Third, if there is something you *must DO* then make the most of it.  Find a little something special that you can pursue for yourself that has symbolic or real meaning to you at this time of year.  Celebrate it a little more than it might warrant any other time of the year.  It’s really a matter of perspective.  This gesture could be alone or with a loved one:  you decide based upon your resources.  For me this might include just changing my profile picture on Facebook to a Snoopy’s Christmas cartoon as it makes me grin every time I look at it.  For others it might include adding a tiny dark chocolate bar to the grocery list and taking it home in your pocket instead of the family grocery bag.  Others may be able to do something more active like driving home through a new neighborhood one night after an appointment to discover new Christmas light displays.  This is really a small thingy with BIG IMPACT.

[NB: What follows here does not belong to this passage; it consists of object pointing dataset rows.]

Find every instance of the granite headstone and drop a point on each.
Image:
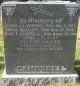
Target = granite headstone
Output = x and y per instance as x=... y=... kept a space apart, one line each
x=40 y=37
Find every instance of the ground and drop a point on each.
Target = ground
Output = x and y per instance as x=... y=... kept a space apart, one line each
x=77 y=55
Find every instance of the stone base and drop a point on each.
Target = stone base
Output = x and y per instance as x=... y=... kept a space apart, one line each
x=29 y=80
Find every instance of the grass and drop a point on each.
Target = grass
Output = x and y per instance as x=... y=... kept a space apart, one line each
x=77 y=61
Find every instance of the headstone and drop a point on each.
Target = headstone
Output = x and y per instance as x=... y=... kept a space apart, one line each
x=40 y=37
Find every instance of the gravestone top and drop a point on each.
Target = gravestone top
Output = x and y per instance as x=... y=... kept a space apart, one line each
x=40 y=37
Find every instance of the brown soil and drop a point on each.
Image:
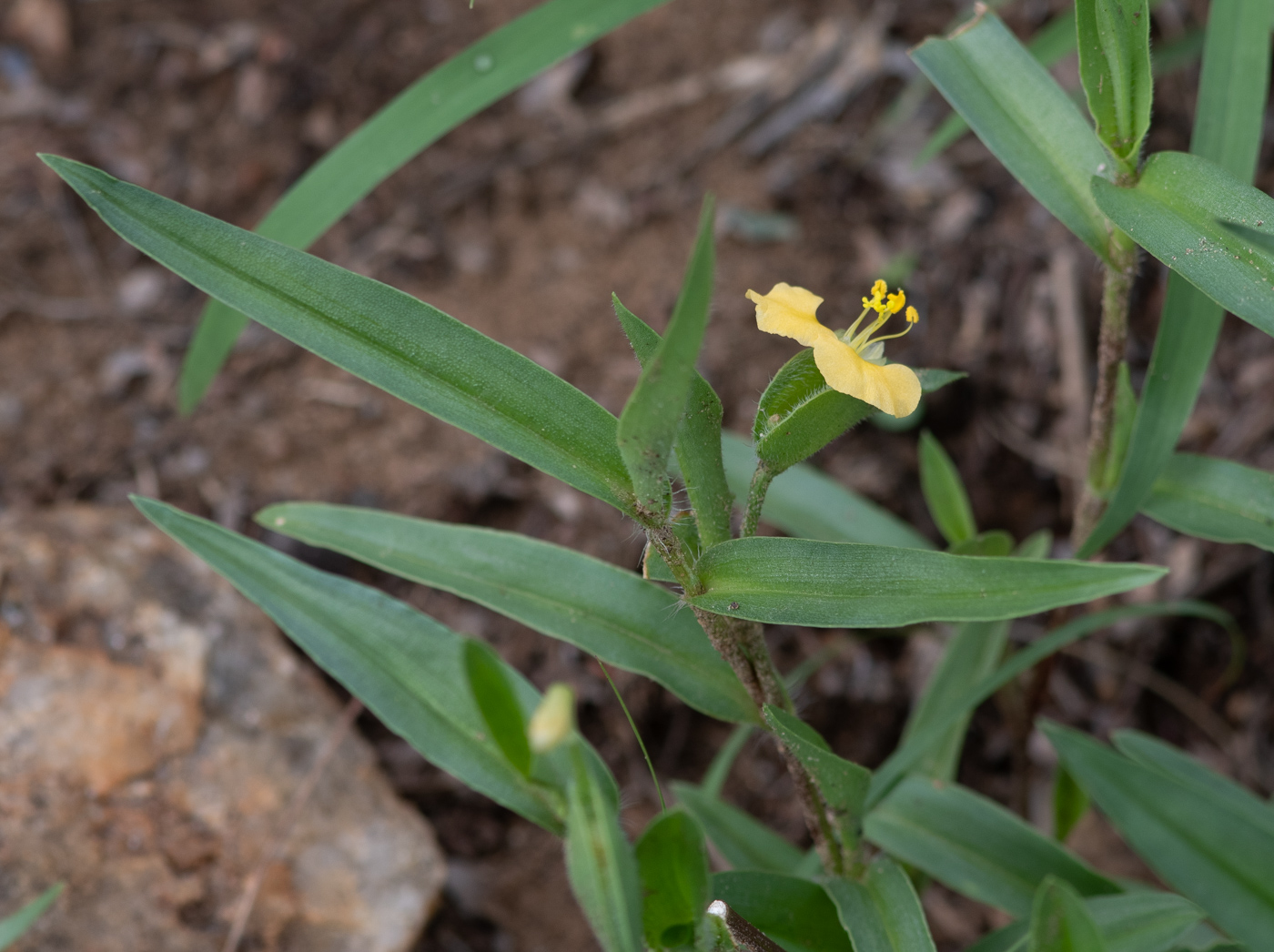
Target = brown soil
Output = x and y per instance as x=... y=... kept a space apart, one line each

Now that I have warmed up this topic, perhaps other new meditations, prayer times, worship, celebrations or traditions will come to mind.  It just has to be meaningful enough to you to replace what is on hold right now.  And hey, what if you land on something new that you will look forward to next year?  Now that’s a wonderful thought to carry you through the new year for sure.  Merry Christmas and happy new year to you!